En medio del campo vivía un labrador que tenía una pequeña granja, llena de animales. Por las mañanas salía muy temprano a trabajar en el campo y por las tardes, regresaba para dar de comer a todos, desde el perro que le cuidaba la casa hasta los puerquitos que vivían cerca del corral.
El hombre amaba mucho a sus criaturas y era muy compasivo con las que encontraba en el camino. No le gustaba matar a ninguna, a menos que fuera absolutamente necesario.
Pero no había aprendido aun que, aunque uno tenga buenas intenciones, no podía confiar siempre en que los otros las apreciaran.
Cayó el invierno y la nieve cubrió todos los campos. Ya no salía el labrador a trabajar en las afueras, pues había recogido las cosechas y el suelo no despertaría hasta la primavera. Siendo así, se quedó en casa con sus animalitos y se sorprendió una mañana, cuando encontró algo en la nieve.
Era una culebra que yacía temblando en un rincón, entumida por la baja temperatura.
—¿Vas a matarme? —le preguntó ella, levantando la cabeza— Casi sería mejor que lo hicieras, pues no voy a poder sobrevivir este frío.
El labrador se sintió muy conmovido y la recogió con sus manos para tratar de darle calor. Luego la acercó a su pecho.

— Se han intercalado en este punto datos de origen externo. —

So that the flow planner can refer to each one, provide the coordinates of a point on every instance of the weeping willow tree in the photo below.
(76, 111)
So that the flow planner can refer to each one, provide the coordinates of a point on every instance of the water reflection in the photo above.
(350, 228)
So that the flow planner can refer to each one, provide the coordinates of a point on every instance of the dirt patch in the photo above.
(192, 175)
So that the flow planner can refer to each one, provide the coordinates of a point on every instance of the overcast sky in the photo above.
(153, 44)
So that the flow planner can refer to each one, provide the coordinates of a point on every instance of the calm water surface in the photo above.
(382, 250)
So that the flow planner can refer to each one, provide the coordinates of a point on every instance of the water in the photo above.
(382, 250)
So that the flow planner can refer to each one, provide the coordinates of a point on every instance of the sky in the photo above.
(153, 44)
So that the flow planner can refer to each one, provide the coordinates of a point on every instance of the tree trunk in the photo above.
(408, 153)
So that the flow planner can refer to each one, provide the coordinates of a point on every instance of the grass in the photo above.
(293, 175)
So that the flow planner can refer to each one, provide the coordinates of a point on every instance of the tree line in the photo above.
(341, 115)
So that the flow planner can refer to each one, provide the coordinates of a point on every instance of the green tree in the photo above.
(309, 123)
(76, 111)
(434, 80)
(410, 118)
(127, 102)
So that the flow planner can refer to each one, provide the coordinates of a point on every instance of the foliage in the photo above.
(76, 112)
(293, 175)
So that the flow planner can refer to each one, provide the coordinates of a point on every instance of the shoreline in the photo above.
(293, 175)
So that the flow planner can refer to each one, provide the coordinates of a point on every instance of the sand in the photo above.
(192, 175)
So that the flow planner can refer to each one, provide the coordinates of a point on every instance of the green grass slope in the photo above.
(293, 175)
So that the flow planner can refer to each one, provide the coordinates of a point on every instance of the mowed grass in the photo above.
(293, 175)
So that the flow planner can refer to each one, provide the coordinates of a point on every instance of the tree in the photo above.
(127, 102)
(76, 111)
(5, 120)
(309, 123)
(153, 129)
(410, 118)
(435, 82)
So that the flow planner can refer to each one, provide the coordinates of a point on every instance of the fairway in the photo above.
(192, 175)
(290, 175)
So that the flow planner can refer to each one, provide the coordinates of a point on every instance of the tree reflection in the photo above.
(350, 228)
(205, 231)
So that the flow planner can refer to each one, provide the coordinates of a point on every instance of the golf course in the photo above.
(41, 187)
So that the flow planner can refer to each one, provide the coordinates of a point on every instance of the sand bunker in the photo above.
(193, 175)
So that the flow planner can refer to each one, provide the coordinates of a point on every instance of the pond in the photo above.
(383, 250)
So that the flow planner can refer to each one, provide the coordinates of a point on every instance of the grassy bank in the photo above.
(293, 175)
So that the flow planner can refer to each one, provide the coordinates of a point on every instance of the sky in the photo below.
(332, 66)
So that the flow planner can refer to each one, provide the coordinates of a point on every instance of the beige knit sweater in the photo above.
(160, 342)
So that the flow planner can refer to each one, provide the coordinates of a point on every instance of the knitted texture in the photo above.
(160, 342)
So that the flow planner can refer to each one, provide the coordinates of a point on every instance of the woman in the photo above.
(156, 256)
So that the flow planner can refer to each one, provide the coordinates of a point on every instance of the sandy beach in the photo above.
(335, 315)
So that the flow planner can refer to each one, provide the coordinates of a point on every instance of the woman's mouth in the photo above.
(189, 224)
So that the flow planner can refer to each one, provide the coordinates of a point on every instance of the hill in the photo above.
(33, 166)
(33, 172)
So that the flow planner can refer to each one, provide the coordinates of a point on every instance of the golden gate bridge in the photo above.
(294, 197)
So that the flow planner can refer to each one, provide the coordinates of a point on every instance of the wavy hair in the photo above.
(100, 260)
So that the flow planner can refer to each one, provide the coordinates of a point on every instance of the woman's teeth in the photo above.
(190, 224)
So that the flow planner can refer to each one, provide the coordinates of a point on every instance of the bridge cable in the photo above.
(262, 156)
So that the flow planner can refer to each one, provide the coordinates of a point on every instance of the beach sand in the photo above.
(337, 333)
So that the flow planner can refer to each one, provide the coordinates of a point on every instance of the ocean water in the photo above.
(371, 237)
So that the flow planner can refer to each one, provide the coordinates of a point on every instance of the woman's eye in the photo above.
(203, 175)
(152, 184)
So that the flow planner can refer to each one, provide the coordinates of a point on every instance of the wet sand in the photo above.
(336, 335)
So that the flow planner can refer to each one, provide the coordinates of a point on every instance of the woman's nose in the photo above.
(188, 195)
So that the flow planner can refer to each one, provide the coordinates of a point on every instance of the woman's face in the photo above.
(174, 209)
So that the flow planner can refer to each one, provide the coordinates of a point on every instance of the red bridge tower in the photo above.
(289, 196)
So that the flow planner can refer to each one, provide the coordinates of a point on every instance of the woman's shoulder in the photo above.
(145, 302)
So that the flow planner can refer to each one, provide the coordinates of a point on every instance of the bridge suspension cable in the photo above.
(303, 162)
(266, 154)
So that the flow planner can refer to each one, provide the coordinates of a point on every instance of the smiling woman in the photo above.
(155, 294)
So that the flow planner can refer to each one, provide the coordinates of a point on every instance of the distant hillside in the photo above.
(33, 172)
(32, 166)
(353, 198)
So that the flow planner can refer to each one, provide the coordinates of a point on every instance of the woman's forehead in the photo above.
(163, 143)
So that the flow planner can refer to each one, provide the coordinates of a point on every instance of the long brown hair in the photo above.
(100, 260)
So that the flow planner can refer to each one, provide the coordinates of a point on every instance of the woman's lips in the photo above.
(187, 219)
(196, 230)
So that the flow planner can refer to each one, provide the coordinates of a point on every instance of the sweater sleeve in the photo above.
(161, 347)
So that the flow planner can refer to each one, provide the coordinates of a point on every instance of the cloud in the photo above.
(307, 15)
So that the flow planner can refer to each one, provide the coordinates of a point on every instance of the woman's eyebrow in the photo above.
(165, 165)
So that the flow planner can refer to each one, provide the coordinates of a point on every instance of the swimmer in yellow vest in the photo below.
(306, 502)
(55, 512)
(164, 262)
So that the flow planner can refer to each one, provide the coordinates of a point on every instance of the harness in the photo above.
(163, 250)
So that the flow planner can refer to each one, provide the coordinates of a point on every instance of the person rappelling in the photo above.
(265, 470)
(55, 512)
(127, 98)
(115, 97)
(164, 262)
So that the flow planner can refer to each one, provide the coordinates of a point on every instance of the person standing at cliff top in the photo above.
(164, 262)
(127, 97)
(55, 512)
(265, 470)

—No voy a matarte, si quieres puedes pasar el invierno en mi casa, junto a la estufa. Cuando la primavera vuelva podrás regresar a las afueras. Eso sí, tienes que comportarte pues te estoy haciendo un favor.
La víbora prometió que no lo mordería y juntos entraron en su hogar.
Los días invernales se sucedieron lentamente y aquel animal se acostumbró bien pronto a vivir al lado de la estufa, donde ya no sentía el frío. Además, el labrador siempre compartía con ella lo que tenía en su mesa, por lo que tampoco pasaba hambre.
Pronto se puso gorda y empezó a despreciar la idea de tener que irse en primavera.
«Si pudiera quedarme aquí, tendría la vida resuelta», pensó.
Finalmente se acabó el frío. El sol volvió a brillar y la tierra comenzó a dar frutos. Apenas el labrador abrió la puerta para despedir a la culebra, sus malévolos instintos regresaron y lo mordió de muerte. Estaba dispuesta a todo con tal de no volver afuera.
Su bienhechor, sintiendo que se moría, se lamentó en voz alta por ser tan ingenuo.
—¡Me lo tengo merecido, por haber tenido lástima de un ser tan malvado! Tú nunca vas a cambiar tu naturaleza.
La víbora le dio la razón. Ella estaba acostumbrada a arrastrarse por el suelo, aprovechándose de todos los seres que encontraba en su camino. A algunos se los comía, a otros los picaba para que no fueran un obstáculo. En ningún momento supo acordarse de las tiernas atenciones del labrador, ni que gracias a él no se había muerto de frío.
Pensaba que viviría muy a gusto en su casa, hasta que el perro del campesino entró gruñendo. Se abalanzó sobre la víbora y la mató.